[Bug 106942] X freezes with Ubuntu kernel 4.15.0-23-generic (AMDGPU)

bugzilla-daemon at freedesktop.org bugzilla-daemon at freedesktop.org
Sun Jun 17 14:56:22 UTC 2018


https://bugs.freedesktop.org/show_bug.cgi?id=106942

            Bug ID: 106942
           Summary: X freezes with Ubuntu kernel 4.15.0-23-generic
                    (AMDGPU)
           Product: DRI
           Version: unspecified
          Hardware: x86-64 (AMD64)
               URL: https://bugs.launchpad.net/ubuntu/+source/linux/+bug/1
                    777245
                OS: Linux (All)
            Status: NEW
          Severity: major
          Priority: medium
         Component: DRM/AMDgpu
          Assignee: dri-devel at lists.freedesktop.org
          Reporter: rhialto at falu.nl

This is on my parents machine; I only have remote access and not continuously,
so this may slow down providing additional information.

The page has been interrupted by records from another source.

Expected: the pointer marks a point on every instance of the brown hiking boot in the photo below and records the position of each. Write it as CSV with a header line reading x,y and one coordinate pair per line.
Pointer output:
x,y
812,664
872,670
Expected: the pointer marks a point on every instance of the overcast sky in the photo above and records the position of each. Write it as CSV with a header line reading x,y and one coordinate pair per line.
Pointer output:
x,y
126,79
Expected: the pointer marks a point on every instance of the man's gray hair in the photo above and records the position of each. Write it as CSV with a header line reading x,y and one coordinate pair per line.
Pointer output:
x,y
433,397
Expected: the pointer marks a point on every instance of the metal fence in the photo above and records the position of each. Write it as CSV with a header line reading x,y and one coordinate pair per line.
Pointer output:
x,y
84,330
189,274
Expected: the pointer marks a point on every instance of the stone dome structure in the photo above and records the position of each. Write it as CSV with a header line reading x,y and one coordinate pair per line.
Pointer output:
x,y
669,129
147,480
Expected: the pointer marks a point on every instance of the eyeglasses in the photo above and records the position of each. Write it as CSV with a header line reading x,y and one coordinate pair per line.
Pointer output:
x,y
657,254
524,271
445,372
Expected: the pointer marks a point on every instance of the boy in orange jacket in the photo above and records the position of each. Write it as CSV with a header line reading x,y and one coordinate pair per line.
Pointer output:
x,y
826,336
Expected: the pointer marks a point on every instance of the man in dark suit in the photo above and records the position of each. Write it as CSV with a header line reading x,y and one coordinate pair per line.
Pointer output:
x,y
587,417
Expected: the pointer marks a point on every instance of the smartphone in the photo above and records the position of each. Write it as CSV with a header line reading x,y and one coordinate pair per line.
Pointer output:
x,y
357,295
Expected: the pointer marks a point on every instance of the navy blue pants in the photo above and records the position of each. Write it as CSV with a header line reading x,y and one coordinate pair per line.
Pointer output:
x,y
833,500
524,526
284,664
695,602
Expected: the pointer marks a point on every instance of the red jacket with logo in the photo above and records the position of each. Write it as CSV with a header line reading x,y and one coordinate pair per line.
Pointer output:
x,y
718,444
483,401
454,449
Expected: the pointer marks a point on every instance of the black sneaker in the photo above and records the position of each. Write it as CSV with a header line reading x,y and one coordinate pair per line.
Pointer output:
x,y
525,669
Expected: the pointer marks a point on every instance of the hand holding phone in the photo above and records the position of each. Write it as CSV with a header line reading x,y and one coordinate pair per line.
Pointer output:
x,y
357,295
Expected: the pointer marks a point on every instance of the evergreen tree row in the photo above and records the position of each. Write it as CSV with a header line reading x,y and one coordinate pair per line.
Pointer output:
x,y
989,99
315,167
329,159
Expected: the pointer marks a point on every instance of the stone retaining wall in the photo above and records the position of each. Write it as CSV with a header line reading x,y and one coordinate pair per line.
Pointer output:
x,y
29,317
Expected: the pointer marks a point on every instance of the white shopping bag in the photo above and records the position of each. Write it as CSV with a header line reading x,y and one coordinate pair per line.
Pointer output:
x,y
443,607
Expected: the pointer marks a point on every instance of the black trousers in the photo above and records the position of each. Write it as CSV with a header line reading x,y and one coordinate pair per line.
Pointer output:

Since the latest kernel upgrade (from
 Linux version 4.13.0-43-generic (buildd at lgw01-amd64-026) (gcc version 7.2.0
(Ubuntu 7.2.0-8ubuntu3.2)) #48-Ubuntu SMP Wed May 16 12:18:48 UTC 2018 (Ubuntu
4.13.0-43.48-generic 4.13.16)
to
Linux version 4.15.0-23-generic (buildd at lgw01-amd64-055) (gcc version 7.3.0
(Ubuntu 7.3.0-16ubuntu3)) #25-Ubuntu SMP Wed May 23 18:02:16 UTC 2018 (Ubuntu
4.15.0-23.25-generic 4.15.18)
the machine appears to freezes some time soon after booting. It is just X; the
machine is still reachable via ssh.

I filed this bug [on Ubuntu Launchpad) using apport-cli, running the older
(working) kernel, not the newer (failing) one.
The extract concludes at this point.